Forder and Azam believe firms are being overcautious with postal material. Forder attributes this mainly to a lack of understanding on the part of agents, or a lack of confidence about having either explicit consent or a legitimate interest.
Forder adds: “I also believe some businesses are unsure what exactly constitutes personal identifiable information [the protected data linked to an individual that is covered by the GDPR].
“For example, a door-drop campaign – which is only addressed to a household and not an individual – can be actioned without consent or having a legitimate interest because personal identifiable information isn’t being used,” he says.
The Advantage Travel Partnership advised its members to undertake a data audit to ascertain their responsibilities, and to help determine how much more work they needed to do in order to become fully GDPR-compliant.
One member, Go Travel, is currently ensuring all its “I’s are dotted and its T’s are crossed” and that everyone on its system has given explicit consent.
“We’re sifting through all the information at the moment,” says marketing manager Dave Roberts.
He says GDPR has made the agency think more carefully about who it markets to, although it does much more e-marketing than direct mail.
“It’s making us more specific. We’re ensuring that when we run an offer, it’s actually going to people who are going to be interested, rather than just throwing loads of stuff out to everybody. It’s making us redefine what we’re actually marketing and to who.”
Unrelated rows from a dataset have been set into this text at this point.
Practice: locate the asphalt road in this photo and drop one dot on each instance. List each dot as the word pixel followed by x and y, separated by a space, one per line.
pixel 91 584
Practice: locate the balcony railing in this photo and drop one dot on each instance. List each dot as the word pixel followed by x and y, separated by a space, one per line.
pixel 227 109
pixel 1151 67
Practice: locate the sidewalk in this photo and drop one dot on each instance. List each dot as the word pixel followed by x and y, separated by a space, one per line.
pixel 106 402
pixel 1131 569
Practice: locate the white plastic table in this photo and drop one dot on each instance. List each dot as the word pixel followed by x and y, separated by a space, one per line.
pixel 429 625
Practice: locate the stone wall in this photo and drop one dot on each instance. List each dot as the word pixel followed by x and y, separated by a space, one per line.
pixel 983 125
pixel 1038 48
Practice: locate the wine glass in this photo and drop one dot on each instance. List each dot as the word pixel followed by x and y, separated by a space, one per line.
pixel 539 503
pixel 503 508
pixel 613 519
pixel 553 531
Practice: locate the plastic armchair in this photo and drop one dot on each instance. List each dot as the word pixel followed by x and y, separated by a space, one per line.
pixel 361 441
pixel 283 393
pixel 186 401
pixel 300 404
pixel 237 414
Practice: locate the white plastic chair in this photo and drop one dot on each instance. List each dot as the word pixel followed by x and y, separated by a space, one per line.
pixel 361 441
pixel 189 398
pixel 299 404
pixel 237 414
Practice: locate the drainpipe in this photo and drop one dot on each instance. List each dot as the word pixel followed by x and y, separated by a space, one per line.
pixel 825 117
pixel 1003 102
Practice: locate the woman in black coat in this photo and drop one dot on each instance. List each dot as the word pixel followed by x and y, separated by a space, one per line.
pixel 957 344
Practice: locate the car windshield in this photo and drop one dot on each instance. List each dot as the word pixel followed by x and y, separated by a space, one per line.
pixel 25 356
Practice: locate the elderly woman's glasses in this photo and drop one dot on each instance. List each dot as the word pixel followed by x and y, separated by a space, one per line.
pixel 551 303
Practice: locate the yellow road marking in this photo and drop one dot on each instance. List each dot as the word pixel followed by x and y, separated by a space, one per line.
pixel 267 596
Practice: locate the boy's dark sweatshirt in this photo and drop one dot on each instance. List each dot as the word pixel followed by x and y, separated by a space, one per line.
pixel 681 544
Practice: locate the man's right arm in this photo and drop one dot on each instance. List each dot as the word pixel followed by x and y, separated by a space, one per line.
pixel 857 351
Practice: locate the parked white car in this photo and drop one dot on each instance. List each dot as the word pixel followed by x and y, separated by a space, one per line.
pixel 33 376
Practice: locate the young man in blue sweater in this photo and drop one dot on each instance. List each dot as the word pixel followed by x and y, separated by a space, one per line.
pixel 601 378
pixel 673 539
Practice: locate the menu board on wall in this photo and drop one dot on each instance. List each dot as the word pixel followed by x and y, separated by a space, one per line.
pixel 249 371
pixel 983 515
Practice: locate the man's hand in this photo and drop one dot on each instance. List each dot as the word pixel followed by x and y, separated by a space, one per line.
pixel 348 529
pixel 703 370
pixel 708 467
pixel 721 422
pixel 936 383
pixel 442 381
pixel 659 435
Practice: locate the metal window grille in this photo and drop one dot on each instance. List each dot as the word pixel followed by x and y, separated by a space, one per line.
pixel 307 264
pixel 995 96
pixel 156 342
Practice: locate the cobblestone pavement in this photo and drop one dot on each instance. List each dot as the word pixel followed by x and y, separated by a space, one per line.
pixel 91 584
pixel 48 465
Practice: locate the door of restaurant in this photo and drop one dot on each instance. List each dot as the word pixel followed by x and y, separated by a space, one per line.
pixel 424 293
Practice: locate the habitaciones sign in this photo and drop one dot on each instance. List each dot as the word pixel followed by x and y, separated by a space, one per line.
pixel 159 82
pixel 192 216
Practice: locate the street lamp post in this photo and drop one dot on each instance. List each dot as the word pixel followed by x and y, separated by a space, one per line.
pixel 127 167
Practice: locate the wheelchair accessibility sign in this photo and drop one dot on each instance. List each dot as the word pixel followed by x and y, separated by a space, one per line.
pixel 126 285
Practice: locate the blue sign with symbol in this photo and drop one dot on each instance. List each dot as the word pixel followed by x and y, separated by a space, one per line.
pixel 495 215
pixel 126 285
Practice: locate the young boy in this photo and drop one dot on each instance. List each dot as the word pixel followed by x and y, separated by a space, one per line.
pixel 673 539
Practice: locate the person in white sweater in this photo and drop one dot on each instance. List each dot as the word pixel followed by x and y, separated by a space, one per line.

Ian Goodenough, director of The Destination Lounge in Ilfracombe, Devon, another Advantage member, admits to being “pretty terrified” at the prospect of GDPR, but when he looked into it at the end of last year, he discovered that the fear factor dissipated.
“I found out we were doing a lot of practices that were necessary anyway. What we weren’t doing was documenting everything, so I did a couple of online courses, learned a bit more about what was needed, calmed down quite a bit and started putting a spreadsheet together of where all our data was, and found we had it in about 35 different places.
“I used that as my plan for where our data is and how we check that we’re doing it right, and that made it much more manageable.
“If everyone’s running a business properly and ethically, the base practices should be there already and this is just the layer on top to make sure you’re really aware of it. If someone asks you questions, you can tell them: ‘This is how we do it – this is how we secure data and this is why we keep it.’”
So, a final refresher of the rules:
■ If a client is on your existing database and has provided consent to be contacted, then postal marketing is fine.
■ If a client is on your database as an existing client but hasn’t opted in, there can still be a legitimate interest to contact the person, as Golding explains earlier.
■ If neither option is viable, a non-personalised door-drop campaign in which no processing
of individuals’ data has been involved is an alternative marketing route that can be taken.
■ You can argue “legitimate interest” to send postal marketing to existing customers.
■ Give customers an opportunity to opt out at the time of data collection and with each individual posting.
■ Document everything – policies, consents, opt-outs and your processes.